Sustainable and Inclusive Supply Chains: Policies, Practices, and Innovations for a Greener Global Economy
Keywords:
technological innovations, production, logistics, resilience, stakeholder participationAbstract
The transformation of global supply chains (GSCs) toward sustainability and inclusivity has
emerged as a critical driver for achieving a greener, more equitable, and resilient global
economy. Sustainable supply chains seek to minimise environmental impact, optimise resource
use, and reduce waste throughout production, logistics, and end-of-life processes, while inclusive
supply chains aim to ensure fair labour practices, equitable stakeholder participation, and social
justice across value networks. This review synthesises the current body of knowledge on the
policies, strategic practices, and technological innovations that are shaping sustainable and
inclusive supply chains (SISCs). It examines the conceptual foundations, highlighting how
artificial intelligence (AI), automation, and circular economy (CE) principles converge to
enhance efficiency, resilience, and environmental performance. The paper further explores
practical applications, including predictive maintenance, reverse logistics, lifecycle management,
and data-driven sustainability monitoring, demonstrating the tangible benefits of integrating
intelligent and circular approaches.
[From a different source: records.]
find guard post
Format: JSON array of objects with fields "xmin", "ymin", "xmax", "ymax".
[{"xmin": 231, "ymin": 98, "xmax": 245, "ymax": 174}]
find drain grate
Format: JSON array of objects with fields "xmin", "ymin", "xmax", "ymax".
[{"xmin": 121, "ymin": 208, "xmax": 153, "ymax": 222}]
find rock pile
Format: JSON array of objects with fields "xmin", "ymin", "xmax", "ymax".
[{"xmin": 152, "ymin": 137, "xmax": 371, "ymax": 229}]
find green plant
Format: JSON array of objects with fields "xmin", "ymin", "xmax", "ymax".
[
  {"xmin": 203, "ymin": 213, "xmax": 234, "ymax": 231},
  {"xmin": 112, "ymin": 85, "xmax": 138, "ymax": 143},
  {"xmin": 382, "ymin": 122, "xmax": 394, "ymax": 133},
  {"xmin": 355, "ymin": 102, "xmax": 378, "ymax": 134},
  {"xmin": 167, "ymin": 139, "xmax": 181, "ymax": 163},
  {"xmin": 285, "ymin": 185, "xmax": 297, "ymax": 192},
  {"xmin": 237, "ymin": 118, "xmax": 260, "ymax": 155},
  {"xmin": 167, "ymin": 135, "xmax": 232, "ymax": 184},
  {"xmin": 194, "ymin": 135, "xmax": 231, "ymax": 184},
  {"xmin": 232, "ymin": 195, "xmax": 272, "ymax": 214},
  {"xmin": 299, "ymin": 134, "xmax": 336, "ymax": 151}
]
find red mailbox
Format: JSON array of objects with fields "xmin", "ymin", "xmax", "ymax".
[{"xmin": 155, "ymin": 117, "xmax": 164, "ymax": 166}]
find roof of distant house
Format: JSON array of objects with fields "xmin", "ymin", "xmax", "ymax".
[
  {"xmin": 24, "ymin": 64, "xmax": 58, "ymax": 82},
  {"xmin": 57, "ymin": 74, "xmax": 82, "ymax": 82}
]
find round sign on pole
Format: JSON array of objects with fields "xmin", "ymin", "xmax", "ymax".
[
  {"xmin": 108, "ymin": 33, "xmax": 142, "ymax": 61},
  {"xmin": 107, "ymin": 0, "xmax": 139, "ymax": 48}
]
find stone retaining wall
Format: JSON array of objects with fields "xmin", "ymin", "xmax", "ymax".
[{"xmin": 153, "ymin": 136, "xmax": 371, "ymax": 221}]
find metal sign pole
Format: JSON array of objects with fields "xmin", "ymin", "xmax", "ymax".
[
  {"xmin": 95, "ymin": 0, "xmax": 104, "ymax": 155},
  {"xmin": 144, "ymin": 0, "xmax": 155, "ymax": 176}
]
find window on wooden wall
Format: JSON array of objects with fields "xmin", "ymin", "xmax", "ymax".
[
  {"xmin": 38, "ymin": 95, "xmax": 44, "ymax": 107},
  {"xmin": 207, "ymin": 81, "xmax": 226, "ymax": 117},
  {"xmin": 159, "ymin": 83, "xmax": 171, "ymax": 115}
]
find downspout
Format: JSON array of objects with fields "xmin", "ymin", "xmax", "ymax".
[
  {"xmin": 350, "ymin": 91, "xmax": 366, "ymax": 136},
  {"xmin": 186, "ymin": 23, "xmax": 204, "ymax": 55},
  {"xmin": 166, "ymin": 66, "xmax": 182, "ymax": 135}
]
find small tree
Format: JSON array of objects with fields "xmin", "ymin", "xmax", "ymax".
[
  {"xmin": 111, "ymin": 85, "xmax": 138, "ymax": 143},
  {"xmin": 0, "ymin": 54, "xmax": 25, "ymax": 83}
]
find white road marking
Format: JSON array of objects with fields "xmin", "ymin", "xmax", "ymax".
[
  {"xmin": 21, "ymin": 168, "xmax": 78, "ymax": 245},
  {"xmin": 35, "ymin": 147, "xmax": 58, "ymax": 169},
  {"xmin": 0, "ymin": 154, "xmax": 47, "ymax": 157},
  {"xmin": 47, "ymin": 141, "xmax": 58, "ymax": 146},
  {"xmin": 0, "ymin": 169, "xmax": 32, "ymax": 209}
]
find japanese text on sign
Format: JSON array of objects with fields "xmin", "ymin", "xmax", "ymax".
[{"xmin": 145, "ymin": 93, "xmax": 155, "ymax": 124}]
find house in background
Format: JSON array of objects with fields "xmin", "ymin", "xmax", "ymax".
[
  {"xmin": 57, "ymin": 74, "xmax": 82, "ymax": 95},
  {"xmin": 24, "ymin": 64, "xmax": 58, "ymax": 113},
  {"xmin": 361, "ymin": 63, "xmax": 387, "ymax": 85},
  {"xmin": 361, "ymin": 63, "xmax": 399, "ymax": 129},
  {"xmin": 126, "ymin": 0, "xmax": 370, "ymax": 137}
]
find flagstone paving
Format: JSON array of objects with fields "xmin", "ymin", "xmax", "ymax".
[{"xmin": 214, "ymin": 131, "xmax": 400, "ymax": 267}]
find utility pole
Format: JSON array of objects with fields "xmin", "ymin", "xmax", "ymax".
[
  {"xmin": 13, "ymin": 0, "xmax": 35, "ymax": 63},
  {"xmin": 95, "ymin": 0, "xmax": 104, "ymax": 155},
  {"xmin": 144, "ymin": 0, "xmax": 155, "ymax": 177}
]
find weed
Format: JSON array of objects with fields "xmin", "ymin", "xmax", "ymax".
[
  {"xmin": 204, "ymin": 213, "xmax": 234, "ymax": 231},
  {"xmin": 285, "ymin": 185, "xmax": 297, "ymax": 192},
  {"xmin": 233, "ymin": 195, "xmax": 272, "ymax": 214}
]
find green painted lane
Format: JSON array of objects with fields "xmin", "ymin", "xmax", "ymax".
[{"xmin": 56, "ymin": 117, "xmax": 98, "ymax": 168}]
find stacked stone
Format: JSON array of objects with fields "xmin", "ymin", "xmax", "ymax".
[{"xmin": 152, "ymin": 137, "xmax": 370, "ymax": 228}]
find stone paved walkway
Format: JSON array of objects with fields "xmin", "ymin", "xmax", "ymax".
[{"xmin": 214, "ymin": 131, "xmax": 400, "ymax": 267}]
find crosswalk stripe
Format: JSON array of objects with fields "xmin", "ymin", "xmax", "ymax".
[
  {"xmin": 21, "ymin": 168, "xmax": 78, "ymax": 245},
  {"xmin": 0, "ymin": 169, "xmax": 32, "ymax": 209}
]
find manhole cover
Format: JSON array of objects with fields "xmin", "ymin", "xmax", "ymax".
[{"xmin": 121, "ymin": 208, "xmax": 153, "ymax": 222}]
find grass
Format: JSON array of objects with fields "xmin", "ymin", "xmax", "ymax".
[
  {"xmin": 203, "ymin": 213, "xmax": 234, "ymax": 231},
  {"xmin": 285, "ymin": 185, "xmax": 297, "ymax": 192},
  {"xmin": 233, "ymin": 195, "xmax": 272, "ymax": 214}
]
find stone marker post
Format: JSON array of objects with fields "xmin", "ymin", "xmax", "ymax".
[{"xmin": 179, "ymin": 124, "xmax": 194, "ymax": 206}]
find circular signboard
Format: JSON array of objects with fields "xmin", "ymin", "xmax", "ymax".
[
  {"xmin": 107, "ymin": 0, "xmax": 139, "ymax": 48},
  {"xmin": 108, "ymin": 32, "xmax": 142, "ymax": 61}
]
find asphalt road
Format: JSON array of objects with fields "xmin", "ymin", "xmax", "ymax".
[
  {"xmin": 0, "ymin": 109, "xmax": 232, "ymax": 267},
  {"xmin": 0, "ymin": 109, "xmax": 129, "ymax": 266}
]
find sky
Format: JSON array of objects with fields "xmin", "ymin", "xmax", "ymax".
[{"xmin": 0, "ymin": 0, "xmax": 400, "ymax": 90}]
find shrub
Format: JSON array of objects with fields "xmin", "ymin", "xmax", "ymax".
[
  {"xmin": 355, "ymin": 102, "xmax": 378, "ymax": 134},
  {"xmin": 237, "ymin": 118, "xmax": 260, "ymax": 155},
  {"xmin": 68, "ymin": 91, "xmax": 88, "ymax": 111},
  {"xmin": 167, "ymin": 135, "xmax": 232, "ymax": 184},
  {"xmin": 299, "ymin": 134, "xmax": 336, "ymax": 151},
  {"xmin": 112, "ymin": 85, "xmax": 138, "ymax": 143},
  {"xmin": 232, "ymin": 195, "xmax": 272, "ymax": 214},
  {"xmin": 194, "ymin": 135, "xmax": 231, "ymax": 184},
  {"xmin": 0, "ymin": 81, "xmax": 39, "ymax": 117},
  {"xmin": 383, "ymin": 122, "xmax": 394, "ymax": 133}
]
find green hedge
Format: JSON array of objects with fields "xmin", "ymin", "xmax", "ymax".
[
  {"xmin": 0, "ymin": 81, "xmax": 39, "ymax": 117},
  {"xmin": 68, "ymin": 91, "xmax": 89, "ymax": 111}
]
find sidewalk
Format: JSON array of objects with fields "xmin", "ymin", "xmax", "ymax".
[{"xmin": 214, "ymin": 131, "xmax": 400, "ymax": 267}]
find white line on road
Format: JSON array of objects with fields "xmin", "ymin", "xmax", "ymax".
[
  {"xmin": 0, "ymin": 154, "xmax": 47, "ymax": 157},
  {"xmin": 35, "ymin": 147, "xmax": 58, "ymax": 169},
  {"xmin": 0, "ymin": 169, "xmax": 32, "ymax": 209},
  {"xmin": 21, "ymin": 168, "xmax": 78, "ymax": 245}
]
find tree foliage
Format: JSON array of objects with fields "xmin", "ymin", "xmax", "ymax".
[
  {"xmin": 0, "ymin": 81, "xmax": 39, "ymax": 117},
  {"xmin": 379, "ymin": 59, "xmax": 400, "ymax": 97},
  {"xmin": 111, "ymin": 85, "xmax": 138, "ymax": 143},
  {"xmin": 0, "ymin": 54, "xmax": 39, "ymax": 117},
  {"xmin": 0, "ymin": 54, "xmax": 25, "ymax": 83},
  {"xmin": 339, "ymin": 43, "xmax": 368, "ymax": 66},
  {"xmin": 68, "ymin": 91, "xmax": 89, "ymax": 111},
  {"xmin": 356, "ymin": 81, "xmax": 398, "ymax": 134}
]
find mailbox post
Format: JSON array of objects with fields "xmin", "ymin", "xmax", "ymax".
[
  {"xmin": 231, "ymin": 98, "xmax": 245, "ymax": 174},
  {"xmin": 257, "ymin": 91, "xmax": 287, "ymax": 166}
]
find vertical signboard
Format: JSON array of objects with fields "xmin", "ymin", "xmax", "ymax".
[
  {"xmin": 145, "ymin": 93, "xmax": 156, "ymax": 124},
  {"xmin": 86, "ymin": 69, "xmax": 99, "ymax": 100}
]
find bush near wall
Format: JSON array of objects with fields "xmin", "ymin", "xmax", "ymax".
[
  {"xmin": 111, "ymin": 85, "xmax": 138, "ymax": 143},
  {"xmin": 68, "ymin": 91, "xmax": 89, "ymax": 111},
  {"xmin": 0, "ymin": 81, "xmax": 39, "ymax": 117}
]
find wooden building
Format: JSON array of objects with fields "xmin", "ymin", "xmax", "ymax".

Additionally, the review identifies key barriers, such as
socio-technical challenges, global coordination, governance frameworks, and economic trade-
offs, and outlines critical directions for future research, including the roles of emerging
technologies, ethical AI, and cross-border policy alignment. By providing a comprehensive
synthesis of theory, practice, and policy, this review offers actionable insights for managers,
practitioners, and policymakers aiming to advance sustainability, inclusivity, and
competitiveness within global supply networks, ultimately contributing to the development of
regenerative, adaptive, and socially responsible supply chains for the 21st century.